]> git.ipfire.org Git - thirdparty/kernel/linux.git/commitdiff
net/mlx5e: Reuse per-RQ XDP buffer to avoid stack zeroing overhead
authorCarolina Jubran <cjubran@nvidia.com>
Wed, 14 May 2025 20:03:52 +0000 (23:03 +0300)
committerJakub Kicinski <kuba@kernel.org>
Fri, 16 May 2025 22:46:07 +0000 (15:46 -0700)
CONFIG_INIT_STACK_ALL_ZERO introduces a performance cost by
zero-initializing all stack variables on function entry. The mlx5 XDP
RX path previously allocated a struct mlx5e_xdp_buff on the stack per
received CQE, resulting in measurable performance degradation under
this config.

This patch reuses a mlx5e_xdp_buff stored in the mlx5e_rq struct,
avoiding per-CQE stack allocations and repeated zeroing.

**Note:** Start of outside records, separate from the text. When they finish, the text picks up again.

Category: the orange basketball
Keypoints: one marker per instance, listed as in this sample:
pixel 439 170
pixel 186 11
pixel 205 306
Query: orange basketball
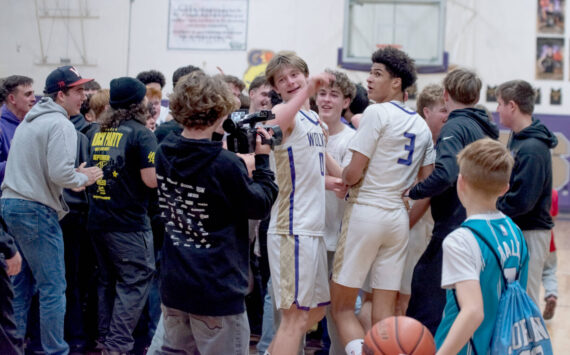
pixel 398 335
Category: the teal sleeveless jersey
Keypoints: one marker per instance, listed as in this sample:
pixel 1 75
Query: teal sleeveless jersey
pixel 508 241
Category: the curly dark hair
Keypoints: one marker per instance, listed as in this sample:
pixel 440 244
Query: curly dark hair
pixel 180 72
pixel 112 118
pixel 199 100
pixel 152 76
pixel 3 92
pixel 398 64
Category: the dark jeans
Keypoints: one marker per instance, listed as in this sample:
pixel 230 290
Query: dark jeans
pixel 37 232
pixel 10 343
pixel 81 308
pixel 428 298
pixel 126 267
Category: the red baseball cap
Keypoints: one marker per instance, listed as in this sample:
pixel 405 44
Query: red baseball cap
pixel 63 77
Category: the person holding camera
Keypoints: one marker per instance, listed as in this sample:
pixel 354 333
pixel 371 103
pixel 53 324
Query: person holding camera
pixel 206 198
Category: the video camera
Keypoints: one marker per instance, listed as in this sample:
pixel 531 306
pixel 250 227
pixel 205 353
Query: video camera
pixel 241 129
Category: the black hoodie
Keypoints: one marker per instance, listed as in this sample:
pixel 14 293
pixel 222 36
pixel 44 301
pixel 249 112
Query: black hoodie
pixel 463 127
pixel 530 194
pixel 206 198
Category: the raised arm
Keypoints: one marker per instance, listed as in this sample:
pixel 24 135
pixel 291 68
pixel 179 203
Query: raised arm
pixel 285 112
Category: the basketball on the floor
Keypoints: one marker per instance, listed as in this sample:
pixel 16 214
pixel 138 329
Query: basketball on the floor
pixel 398 335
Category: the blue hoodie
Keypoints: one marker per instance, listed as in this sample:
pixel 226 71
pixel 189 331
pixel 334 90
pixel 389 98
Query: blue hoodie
pixel 8 124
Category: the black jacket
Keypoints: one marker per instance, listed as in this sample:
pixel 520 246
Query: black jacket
pixel 206 198
pixel 530 194
pixel 463 127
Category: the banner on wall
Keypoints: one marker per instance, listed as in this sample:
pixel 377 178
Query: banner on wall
pixel 550 17
pixel 549 58
pixel 208 24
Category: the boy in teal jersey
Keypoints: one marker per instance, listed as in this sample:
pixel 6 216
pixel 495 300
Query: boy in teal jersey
pixel 469 268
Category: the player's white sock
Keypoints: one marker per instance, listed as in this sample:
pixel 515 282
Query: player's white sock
pixel 354 347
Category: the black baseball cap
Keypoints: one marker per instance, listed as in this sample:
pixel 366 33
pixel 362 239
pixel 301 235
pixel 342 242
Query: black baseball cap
pixel 63 77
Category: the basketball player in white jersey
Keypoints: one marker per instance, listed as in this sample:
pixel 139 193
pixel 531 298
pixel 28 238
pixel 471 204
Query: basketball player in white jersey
pixel 392 144
pixel 295 244
pixel 332 100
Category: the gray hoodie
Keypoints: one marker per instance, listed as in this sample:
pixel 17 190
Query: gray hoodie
pixel 42 158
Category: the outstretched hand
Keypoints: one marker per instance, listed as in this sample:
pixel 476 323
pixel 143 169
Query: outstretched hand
pixel 14 264
pixel 261 148
pixel 93 173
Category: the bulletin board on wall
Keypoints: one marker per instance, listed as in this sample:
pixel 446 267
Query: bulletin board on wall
pixel 208 25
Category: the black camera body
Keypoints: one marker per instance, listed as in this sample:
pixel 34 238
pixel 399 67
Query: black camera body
pixel 242 131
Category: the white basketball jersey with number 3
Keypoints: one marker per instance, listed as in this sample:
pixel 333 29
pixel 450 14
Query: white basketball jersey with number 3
pixel 300 170
pixel 398 142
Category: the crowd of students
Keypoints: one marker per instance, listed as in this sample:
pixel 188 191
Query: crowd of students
pixel 364 211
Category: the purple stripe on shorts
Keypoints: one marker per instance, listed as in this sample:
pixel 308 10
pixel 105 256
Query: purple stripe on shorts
pixel 296 267
pixel 292 195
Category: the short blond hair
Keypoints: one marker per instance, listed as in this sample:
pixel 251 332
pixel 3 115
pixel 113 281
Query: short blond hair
pixel 99 101
pixel 486 165
pixel 199 100
pixel 463 85
pixel 430 96
pixel 282 59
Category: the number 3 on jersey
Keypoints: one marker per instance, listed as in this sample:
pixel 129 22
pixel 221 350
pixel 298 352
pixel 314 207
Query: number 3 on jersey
pixel 409 148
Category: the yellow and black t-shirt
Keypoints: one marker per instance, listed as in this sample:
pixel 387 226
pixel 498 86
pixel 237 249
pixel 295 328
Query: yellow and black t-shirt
pixel 119 201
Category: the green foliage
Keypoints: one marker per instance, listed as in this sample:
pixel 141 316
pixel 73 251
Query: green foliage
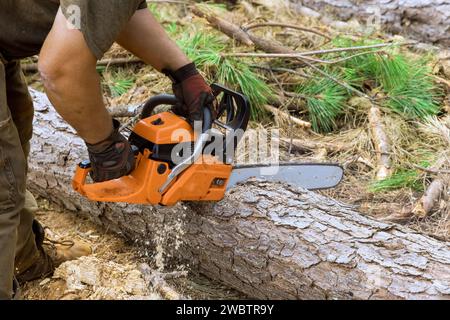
pixel 325 102
pixel 119 86
pixel 406 82
pixel 400 179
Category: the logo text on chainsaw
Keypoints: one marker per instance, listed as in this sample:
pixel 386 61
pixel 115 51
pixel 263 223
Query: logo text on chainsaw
pixel 238 147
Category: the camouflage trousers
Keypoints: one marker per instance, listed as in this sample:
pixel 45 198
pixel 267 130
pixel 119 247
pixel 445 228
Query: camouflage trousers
pixel 18 249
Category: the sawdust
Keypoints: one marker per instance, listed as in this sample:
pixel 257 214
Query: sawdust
pixel 113 271
pixel 110 273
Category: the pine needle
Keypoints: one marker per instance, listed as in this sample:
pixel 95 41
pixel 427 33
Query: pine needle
pixel 324 101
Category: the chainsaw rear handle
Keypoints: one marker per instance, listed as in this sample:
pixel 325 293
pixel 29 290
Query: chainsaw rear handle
pixel 171 100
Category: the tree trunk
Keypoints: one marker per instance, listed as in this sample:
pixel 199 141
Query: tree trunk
pixel 265 240
pixel 424 20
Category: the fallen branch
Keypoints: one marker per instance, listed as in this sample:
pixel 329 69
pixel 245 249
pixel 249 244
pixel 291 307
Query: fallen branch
pixel 435 190
pixel 224 26
pixel 311 145
pixel 430 198
pixel 125 111
pixel 280 113
pixel 285 25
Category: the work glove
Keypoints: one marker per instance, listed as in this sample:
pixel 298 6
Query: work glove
pixel 111 158
pixel 192 92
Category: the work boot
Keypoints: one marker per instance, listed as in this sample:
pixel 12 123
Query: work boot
pixel 50 255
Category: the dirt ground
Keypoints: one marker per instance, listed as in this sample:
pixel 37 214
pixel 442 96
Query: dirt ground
pixel 113 271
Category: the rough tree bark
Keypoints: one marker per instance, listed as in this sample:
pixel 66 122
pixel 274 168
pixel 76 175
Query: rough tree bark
pixel 424 20
pixel 265 240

With this change, XDP_DROP and XDP_TX performance matches that of
kernels built without CONFIG_INIT_STACK_ALL_ZERO.

Performance was measured on a ConnectX-6Dx using a single RX channel
(1 CPU at 100% usage) at ~50 Mpps. The baseline results were taken from
net-next-6.15.

Stack zeroing disabled:
- XDP_DROP:
    * baseline:                     31.47 Mpps
    * baseline + per-RQ allocation: 32.31 Mpps (+2.68%)

- XDP_TX:
    * baseline:                     12.41 Mpps
    * baseline + per-RQ allocation: 12.95 Mpps (+4.30%)

Stack zeroing enabled:
- XDP_DROP:
    * baseline:                     24.32 Mpps
    * baseline + per-RQ allocation: 32.27 Mpps (+32.7%)

- XDP_TX:
    * baseline:                     11.80 Mpps
    * baseline + per-RQ allocation: 12.24 Mpps (+3.72%)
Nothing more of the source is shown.